Combined optimization of continuous wind turbine placement and variable hub height

Abstract

This paper aims to systematically study the wind farm optimization with the continuous selection of wind turbine placement (using Cartesian coordinates) and wind turbine hub height (restrained among a predefined range). Two case studies are performed. The first case involves an ideal two-dimensional (i.e., flat terrain) wind farm, and the other is a three-dimensional wind farm with real terrain altitudes. The schemes of simultaneously optimizing the wind farm layout and wind turbine hub heights applying the simplified and augmented PARK wake model are established for the ideal and real wind farm cases, respectively. The results show that applying different wind turbine hub heights for the wind farm layout optimization yields significant improvement: up to a 0.2 MW increase in total power and a 2% increase of the wind farm efficiency for the ideal wind farm.
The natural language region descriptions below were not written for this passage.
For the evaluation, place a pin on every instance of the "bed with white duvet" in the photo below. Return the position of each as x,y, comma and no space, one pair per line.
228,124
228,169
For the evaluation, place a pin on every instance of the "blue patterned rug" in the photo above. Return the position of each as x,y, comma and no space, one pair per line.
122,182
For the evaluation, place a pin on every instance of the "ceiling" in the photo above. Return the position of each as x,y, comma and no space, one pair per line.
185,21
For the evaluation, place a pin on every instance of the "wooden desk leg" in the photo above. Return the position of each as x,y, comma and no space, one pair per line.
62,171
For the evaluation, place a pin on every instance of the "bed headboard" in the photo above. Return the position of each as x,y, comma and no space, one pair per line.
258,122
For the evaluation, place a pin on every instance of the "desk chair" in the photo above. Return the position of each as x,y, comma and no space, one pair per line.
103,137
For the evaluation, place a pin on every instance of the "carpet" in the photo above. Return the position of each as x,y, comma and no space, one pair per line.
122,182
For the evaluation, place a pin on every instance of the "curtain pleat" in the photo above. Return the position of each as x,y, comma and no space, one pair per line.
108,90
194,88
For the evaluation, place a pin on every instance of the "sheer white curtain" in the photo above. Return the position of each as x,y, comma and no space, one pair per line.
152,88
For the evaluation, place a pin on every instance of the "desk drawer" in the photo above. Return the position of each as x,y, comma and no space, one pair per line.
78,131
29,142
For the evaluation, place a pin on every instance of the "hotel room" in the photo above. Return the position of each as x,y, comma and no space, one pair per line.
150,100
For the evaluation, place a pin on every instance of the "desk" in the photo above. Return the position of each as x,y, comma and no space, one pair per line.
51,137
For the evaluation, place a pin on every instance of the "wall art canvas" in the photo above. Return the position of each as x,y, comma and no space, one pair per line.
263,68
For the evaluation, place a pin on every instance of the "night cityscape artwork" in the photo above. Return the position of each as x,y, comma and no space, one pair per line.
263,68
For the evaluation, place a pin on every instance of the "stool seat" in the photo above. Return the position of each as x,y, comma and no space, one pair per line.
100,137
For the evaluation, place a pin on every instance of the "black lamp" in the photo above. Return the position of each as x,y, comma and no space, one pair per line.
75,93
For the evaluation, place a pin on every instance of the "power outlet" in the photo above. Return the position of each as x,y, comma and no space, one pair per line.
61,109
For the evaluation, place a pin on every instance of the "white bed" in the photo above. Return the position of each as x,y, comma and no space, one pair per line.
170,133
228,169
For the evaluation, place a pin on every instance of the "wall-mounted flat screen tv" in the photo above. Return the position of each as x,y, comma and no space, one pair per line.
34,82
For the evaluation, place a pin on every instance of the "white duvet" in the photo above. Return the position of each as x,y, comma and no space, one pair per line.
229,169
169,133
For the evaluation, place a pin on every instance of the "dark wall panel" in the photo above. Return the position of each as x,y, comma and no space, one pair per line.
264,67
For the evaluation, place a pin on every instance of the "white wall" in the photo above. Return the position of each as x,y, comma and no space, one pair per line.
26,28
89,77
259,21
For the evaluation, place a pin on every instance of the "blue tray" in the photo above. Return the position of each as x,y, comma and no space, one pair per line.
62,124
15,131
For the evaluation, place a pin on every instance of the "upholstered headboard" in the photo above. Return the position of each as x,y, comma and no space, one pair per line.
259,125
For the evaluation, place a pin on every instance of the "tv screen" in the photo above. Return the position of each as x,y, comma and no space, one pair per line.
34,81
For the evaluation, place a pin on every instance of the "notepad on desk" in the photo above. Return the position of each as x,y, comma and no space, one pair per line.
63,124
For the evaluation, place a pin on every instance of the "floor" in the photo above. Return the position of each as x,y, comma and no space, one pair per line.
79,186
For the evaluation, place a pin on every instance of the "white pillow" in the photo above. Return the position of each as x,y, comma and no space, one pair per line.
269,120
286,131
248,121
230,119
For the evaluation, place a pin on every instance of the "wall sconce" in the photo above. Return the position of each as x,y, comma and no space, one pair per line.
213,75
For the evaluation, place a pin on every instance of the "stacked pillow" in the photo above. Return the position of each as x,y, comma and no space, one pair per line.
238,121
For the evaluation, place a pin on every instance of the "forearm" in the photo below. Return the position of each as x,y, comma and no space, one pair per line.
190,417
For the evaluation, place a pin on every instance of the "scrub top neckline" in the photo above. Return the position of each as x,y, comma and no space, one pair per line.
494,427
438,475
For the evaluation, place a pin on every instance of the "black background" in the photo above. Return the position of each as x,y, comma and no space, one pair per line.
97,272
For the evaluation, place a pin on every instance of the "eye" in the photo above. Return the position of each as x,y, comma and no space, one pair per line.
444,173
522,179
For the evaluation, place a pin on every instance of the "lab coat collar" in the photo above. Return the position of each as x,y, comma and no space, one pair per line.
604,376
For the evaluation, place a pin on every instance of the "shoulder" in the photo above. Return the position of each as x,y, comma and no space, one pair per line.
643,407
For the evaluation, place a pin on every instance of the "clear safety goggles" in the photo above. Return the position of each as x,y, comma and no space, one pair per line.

However, for the real wind farm the effectiveness of applying different wind turbine hub heights varies depending on the number of turbines installed. With less number of turbines installed, the impact of varying hub heights is small. However, significant improvements can be achieved as the number of turbines increases. With 39 wind turbines, the wind farm cost of energy can be reduced by $15000 per megawatt and the wind farm efficiency can increase by up to 0.2%. Given the nameplate capacity and the lifespan of wind farm project, the resulting effect on total energy production can be significant and thus improve the competitiveness of wind power exploitation.